In a speech to a conference in Ankara, Andrei Areshev said that such a conclusion is “mistaken at its core” because it fails to “take into consideration” the geopolitical shifts following the conflict and “especially after Russia’s recognition of Abkhazia and South Ossetia as independent states” (www.fondsk.ru/article.php?id=1...

And he warned that “if the proposals of the Russian Federation for the demilitarization of Georgia, the placement of limitations on its military, and the creation of an effective monitoring system are blocked (or not heard), then this will be for Moscow a clear and unambiguous signal that sooner or later there will be a renewal of military operations”

Moreover, “give the experience of 2004 and 2008, Russia will hardly wait when [someone or other attacks South Ossetia and Abkhazia a third time,” he continued. It reserves the right to move first and not only against countries in the region but also against others who may back those countries against Russia.

“The strategy of Russia for guaranteeing security on its southern borders presupposes the identification of the basic sources of threats,” the Moscow analyst said. These threatens can come from “both individual states and blocks of states and from other” entities “which are the instrument for the realization of the interests of external forces.”

Those words were clearly directed not only at the European Union but more generally. According to Areshev, “in the absence of an effective dialogue on regional security with the European Union and especially the US, the creation of a system of collective security capable of responding to crises ... is becoming an ever more important task.”
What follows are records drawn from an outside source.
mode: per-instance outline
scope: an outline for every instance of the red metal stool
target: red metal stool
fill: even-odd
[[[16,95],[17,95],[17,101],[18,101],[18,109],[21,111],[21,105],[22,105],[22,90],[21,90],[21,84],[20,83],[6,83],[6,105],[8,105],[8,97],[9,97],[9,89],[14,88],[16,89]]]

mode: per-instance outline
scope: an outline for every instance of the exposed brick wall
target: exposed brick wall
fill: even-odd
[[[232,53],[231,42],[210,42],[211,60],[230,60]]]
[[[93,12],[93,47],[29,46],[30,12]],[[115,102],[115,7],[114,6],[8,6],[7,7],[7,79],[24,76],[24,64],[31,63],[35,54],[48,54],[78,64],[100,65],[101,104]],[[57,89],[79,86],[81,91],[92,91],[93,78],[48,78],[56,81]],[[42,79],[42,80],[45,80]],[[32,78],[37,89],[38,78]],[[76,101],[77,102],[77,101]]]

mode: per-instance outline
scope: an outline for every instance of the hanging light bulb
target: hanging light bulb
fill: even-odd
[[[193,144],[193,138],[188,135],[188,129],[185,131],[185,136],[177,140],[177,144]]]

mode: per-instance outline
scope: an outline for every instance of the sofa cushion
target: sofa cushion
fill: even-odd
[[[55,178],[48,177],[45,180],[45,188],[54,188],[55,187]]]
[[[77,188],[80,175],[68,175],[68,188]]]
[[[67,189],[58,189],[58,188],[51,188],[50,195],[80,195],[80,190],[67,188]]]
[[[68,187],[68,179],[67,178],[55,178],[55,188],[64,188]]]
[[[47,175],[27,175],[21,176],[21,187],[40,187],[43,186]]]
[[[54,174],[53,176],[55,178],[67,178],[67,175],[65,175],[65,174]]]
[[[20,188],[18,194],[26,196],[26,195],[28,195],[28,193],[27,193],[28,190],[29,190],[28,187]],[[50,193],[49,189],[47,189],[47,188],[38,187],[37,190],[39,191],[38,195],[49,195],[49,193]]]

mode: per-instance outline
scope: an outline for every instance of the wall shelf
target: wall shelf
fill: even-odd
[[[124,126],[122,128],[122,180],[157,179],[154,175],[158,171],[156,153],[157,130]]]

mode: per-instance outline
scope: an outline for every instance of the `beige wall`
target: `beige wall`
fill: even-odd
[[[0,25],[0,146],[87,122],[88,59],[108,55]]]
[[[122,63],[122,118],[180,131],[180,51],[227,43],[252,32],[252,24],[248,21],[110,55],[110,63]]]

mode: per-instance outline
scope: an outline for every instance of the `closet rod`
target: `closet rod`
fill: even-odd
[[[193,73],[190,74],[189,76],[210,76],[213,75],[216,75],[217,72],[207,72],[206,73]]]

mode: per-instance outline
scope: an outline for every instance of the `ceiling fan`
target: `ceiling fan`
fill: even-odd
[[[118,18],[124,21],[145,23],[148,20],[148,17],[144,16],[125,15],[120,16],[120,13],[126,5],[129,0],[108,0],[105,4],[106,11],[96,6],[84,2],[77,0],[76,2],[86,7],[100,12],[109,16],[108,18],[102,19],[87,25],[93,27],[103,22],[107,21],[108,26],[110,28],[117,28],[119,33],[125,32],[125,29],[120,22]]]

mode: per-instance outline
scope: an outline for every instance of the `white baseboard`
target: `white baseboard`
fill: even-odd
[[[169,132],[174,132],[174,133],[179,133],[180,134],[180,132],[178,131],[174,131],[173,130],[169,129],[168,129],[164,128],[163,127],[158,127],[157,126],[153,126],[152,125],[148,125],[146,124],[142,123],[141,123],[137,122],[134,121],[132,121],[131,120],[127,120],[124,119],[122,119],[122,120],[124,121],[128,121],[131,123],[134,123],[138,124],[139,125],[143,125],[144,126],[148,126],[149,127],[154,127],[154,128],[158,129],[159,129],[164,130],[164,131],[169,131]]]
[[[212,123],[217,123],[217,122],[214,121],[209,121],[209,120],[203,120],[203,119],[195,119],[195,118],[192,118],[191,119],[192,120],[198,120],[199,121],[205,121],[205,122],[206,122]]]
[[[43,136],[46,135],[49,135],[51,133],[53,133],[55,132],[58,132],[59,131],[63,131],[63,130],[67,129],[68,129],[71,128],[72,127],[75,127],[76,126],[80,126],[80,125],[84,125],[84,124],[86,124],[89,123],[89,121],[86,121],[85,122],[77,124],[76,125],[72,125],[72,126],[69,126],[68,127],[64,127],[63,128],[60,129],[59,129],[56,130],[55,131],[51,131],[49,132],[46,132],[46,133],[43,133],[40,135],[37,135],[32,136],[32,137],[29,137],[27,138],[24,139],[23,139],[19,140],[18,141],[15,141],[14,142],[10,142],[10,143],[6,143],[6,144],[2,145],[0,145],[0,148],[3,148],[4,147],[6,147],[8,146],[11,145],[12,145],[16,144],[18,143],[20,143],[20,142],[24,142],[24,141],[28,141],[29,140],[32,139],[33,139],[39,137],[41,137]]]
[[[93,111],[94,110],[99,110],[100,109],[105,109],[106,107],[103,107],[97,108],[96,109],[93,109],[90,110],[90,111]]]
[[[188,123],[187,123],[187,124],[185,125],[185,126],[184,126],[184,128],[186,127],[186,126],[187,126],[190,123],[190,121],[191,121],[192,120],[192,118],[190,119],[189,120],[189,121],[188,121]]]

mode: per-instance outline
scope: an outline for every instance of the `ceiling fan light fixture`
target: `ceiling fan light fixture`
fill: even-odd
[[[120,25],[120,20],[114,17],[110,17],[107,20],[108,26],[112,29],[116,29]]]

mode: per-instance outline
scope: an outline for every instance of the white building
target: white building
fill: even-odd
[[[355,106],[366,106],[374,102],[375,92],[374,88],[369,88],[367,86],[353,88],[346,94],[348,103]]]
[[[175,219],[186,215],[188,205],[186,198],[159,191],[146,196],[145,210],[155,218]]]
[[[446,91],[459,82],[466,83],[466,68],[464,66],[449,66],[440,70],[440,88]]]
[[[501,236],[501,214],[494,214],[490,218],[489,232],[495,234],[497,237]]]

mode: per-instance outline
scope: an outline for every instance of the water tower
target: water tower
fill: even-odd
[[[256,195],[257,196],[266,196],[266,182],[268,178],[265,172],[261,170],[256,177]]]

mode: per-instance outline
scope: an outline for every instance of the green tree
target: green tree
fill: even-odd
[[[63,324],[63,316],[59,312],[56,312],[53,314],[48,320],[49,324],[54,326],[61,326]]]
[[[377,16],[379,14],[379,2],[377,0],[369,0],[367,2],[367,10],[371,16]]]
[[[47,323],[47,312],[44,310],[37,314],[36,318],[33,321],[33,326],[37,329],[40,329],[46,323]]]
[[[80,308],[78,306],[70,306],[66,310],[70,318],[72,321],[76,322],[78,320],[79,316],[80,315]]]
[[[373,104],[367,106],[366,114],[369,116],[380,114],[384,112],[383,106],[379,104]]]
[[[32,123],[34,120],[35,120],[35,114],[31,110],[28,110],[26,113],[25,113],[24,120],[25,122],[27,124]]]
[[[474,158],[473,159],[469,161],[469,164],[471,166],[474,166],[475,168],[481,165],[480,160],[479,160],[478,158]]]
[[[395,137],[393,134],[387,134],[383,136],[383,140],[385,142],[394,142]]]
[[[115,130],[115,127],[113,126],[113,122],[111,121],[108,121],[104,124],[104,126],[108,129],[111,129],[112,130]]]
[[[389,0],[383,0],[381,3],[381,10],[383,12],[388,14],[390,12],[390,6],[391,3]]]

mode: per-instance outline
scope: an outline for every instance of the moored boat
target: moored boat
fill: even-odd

None of the existing organizations – not the UN or the OSCE – is effective, and consequently, all the relevant powers need to come together to discuss what might be done, something Moscow has proposed but that neither the Europeans nor the Americans have responded to.

Turkey’s proposal for a regional security platform represents a useful contribution to such a discussion, Areshev said. But because it too fails to recognize how much has changed in the Caucasus after the five day war, there are three aspects in the plan “which require further discussion.”

First, the Turkish proposal excludes Iran. That makes it “incomplete,” Areshev says. “The rapprochement of Russia and Iran is a stabilizing factor,” something at least some member countries of the European Union appreciate and also something that limits what he said were American efforts designed to promote “the destabilization of the region.”

Second, the Turkish proposal does not oppose the inclusion of Georgia in NATO or the rearmament of Georgia after the war, either of which, Areshev insists, “will make more difficult the realization of any peace-keeping initiatives in the Caucasus. Instead, both such actions will make conflict more likely.

Russia would respond to “a strengthening of NATO in the Caucasus” in many ways, including possibly seeking “the transformation of the Shanghai Cooperation Organization (SCO) into “a fully-formed military-political union” and its expansion to include “new countries, in particular Iran.”

And third, Areshev argues, no collective security arrangements in the Caucasus will be possible unless “the interests of Abkhazia and South Ossetia” and other “unrecognized or partially recognized states” are taken into account, something that the Turkish Platform as currently formulated does not do.

Areshev suggests that the next steps in the new southern Caucasus should the neutralization of all the countries in the south Caucasus, agreements on the non-use of force among them, the promotion of economic integration, and guarantees for the uninterrupted flow of oil and gas through and around the region.

Other Russian commentators have made one or more of these points before in recent weeks, but both Areshev’s authority as an analyst with close ties to the Russian security services and the tenor and tone of his remarks underscore just how much has changed in the south Caucasus since August 8th.